Cheese lovers, mark your calendars. June 4 is National Cheese Day in the United States, so it’s the ideal excuse for you to indulge in your obsession with feta, cheddar or mozzarella. Pay tribute by ordering a cheese foam bubble tea, or show your commitment by standing in a three hour queue for a Shake Shack cheeseburger.
We believe in going back to basics, and appreciating cheese in its raw form — that is, on a platter. A cheese platter, or charcuterie board, is the perfect dish to serve at any dinner party — it’s a visual spectacle and helps fill the tummies of the peckish, while they await the main course.
Here, Singapore’s top cheese and wine connoisseurs answer 10 most commonly asked questions on how to create the perfect cheese plate:
1. How many types of cheese should be on the platter?
The answer is simple: It’s really up to you. But if you need to put a number on it, the magic number is six, according to Regent Singapore’s Chef Luca Beccalli.
Be it a party of two, ten or twenty, at least six cheeses is just about right to offer a good variety. For more than 10 guests, you could go up to nine types of cheeses.
A well-balanced platter should have a mix of cheeses — hard/soft, strong/mild and varied in the constituent milks, such as cow, sheep, goat.
“The key is not to have an overwhelming selection, but to have a fair selection of each cheese type,” says Chef Luca, a senior sous chef at Basilico, which boosts a dedicated cheese room. “One thing to note is that the more cheese you serve on the platter, the more accompaniments, condiments and sides you have to prepare to cleanse your palate throughout the tasting.”

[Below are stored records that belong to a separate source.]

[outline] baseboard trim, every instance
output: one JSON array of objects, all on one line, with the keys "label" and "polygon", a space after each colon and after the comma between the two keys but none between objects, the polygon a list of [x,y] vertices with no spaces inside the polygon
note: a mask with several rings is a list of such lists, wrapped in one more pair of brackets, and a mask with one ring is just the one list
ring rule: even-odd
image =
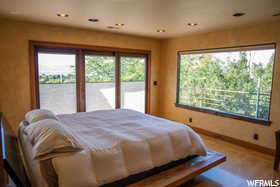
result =
[{"label": "baseboard trim", "polygon": [[260,146],[260,145],[257,145],[257,144],[253,144],[253,143],[250,143],[250,142],[246,142],[246,141],[243,141],[243,140],[239,140],[239,139],[236,139],[236,138],[232,138],[232,137],[229,137],[229,136],[225,136],[225,135],[222,135],[222,134],[211,132],[211,131],[201,129],[201,128],[198,128],[198,127],[193,127],[193,126],[190,126],[190,127],[198,133],[205,134],[207,136],[211,136],[211,137],[214,137],[214,138],[218,138],[218,139],[221,139],[221,140],[224,140],[224,141],[227,141],[227,142],[230,142],[230,143],[242,146],[242,147],[246,147],[248,149],[252,149],[254,151],[258,151],[258,152],[261,152],[261,153],[266,153],[266,154],[269,154],[269,155],[274,155],[275,154],[274,149],[270,149],[270,148],[263,147],[263,146]]}]

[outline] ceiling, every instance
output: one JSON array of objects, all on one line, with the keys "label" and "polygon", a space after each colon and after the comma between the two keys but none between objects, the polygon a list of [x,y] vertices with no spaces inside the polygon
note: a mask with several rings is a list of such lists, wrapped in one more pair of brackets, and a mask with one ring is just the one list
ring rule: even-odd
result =
[{"label": "ceiling", "polygon": [[[246,15],[233,17],[237,12]],[[280,0],[0,0],[1,17],[156,38],[279,20],[277,13]],[[107,28],[116,23],[125,25]]]}]

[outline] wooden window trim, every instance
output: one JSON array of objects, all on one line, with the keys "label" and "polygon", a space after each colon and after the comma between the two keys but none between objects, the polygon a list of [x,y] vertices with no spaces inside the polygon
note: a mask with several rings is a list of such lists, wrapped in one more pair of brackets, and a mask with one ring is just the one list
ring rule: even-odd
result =
[{"label": "wooden window trim", "polygon": [[[268,113],[268,120],[265,119],[259,119],[259,118],[254,118],[254,117],[249,117],[241,114],[235,114],[235,113],[228,113],[228,112],[222,112],[222,111],[216,111],[212,109],[206,109],[206,108],[201,108],[201,107],[196,107],[196,106],[189,106],[185,104],[179,103],[179,90],[180,90],[180,55],[186,55],[186,54],[203,54],[203,53],[213,53],[213,52],[230,52],[230,51],[238,51],[238,50],[260,50],[260,49],[268,49],[273,47],[275,49],[275,57],[274,57],[274,63],[273,63],[273,70],[272,70],[272,85],[271,85],[271,96],[270,96],[270,103],[269,103],[269,113]],[[271,103],[272,103],[272,90],[273,90],[273,80],[274,80],[274,75],[275,75],[275,64],[276,64],[276,59],[277,59],[277,45],[276,43],[264,43],[264,44],[256,44],[256,45],[244,45],[244,46],[232,46],[232,47],[223,47],[223,48],[209,48],[209,49],[196,49],[196,50],[183,50],[183,51],[177,51],[177,85],[176,85],[176,102],[175,106],[188,109],[188,110],[193,110],[193,111],[198,111],[198,112],[203,112],[203,113],[208,113],[208,114],[213,114],[217,116],[222,116],[222,117],[227,117],[227,118],[232,118],[232,119],[237,119],[237,120],[242,120],[242,121],[247,121],[255,124],[260,124],[260,125],[266,125],[269,126],[271,125],[272,121],[270,120],[270,114],[271,114]]]},{"label": "wooden window trim", "polygon": [[[119,80],[119,61],[121,56],[145,57],[146,58],[146,81],[145,81],[145,113],[150,113],[150,84],[151,84],[151,51],[129,48],[114,48],[103,46],[91,46],[80,44],[67,44],[56,42],[29,41],[29,64],[30,64],[30,90],[31,90],[31,109],[40,108],[39,100],[39,80],[38,80],[38,52],[48,53],[70,53],[76,54],[77,68],[77,112],[86,111],[85,101],[85,59],[84,55],[105,55],[116,57],[116,108],[120,108],[120,80]],[[118,79],[118,80],[117,80]]]},{"label": "wooden window trim", "polygon": [[115,52],[110,52],[110,51],[89,51],[89,50],[83,50],[84,55],[92,55],[92,56],[109,56],[109,57],[114,57]]},{"label": "wooden window trim", "polygon": [[116,108],[121,108],[121,60],[120,60],[120,53],[115,53],[115,60],[116,60],[116,66],[115,66],[115,81],[116,81]]},{"label": "wooden window trim", "polygon": [[205,53],[217,53],[217,52],[235,52],[235,51],[250,51],[250,50],[264,50],[275,48],[275,43],[257,44],[257,45],[246,45],[246,46],[232,46],[222,48],[209,48],[209,49],[195,49],[195,50],[184,50],[178,51],[181,55],[188,54],[205,54]]},{"label": "wooden window trim", "polygon": [[135,54],[151,54],[150,50],[141,49],[130,49],[130,48],[117,48],[117,47],[104,47],[104,46],[94,46],[94,45],[82,45],[82,44],[72,44],[72,43],[57,43],[57,42],[43,42],[43,41],[29,41],[30,45],[47,48],[47,49],[83,49],[85,51],[96,51],[96,52],[123,52],[123,53],[135,53]]},{"label": "wooden window trim", "polygon": [[86,111],[86,96],[85,96],[85,59],[82,50],[79,50],[79,55],[76,56],[77,69],[77,112]]}]

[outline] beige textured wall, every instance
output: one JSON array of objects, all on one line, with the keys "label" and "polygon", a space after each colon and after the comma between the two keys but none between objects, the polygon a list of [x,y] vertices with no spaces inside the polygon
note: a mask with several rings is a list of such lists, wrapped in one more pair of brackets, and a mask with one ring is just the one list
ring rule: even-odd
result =
[{"label": "beige textured wall", "polygon": [[[274,131],[280,129],[280,21],[263,25],[247,26],[180,38],[167,39],[161,48],[160,115],[162,117],[187,122],[193,118],[192,126],[234,137],[268,148],[274,148]],[[262,126],[240,120],[177,108],[176,67],[178,50],[219,48],[262,43],[277,43],[277,55],[273,80],[271,126]],[[253,133],[259,140],[253,140]]]},{"label": "beige textured wall", "polygon": [[[280,45],[280,22],[247,26],[231,30],[191,35],[167,40],[112,34],[70,27],[48,26],[0,19],[0,111],[14,129],[30,110],[28,40],[144,49],[152,51],[151,112],[154,115],[186,122],[230,137],[273,148],[274,130],[280,128],[280,47],[277,46],[273,95],[272,125],[249,122],[195,112],[174,106],[176,100],[176,52],[178,50],[217,48],[276,42]],[[252,139],[258,133],[260,139]]]},{"label": "beige textured wall", "polygon": [[[159,40],[0,19],[0,111],[14,129],[31,107],[28,40],[151,50],[151,80],[159,78]],[[159,88],[151,88],[151,113],[157,115]]]}]

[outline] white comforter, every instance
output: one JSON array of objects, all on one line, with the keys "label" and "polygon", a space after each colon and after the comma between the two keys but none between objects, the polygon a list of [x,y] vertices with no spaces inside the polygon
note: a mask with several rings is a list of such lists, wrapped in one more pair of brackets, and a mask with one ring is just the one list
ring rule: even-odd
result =
[{"label": "white comforter", "polygon": [[85,150],[52,159],[59,186],[99,186],[189,155],[206,155],[184,124],[132,110],[59,115]]}]

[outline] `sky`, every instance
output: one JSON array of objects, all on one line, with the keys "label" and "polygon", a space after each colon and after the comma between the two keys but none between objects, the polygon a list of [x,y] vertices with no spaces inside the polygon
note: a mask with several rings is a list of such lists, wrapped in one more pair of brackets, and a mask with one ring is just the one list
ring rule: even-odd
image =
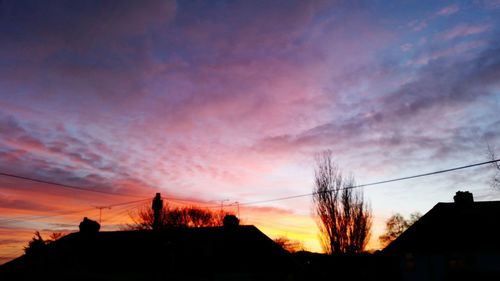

2. What accompaniments go well with cheese?
Cheese and crackers are a classic combo, but what other accompaniments go well with cheese? Take your pick from the sweet or savoury.
The Sweet: Fruits go beautifully with cheeses. An apple or apricot’s natural sweetness complements the creaminess of cheese.
You can choose fruits in any form — fresh, dried or mashed up as a jam. Try pairing green grapes with Taleggio, which is a mild flavoured cheese made from cow’s milk. The crunchy grapes complements Taleggio’s soft texture.
The Savoury: Just like how we love our ham and cheese in a sandwich, the same combo goes well on a platter. A popular pairing is prosciutto di Parma and parmigiano-reggiano, an Italian cheese hailed as the King of Parmesans. The saltiness of the cheese complements the soft, buttery ham slices.
If you’re craving for a stronger taste, go for aged Gouda and a chorizo. Prepare for an explosion of bold flavours in your mouth — Gouda’s smoky flavour plus the spiciness of the Spanish sausage will be heavenly.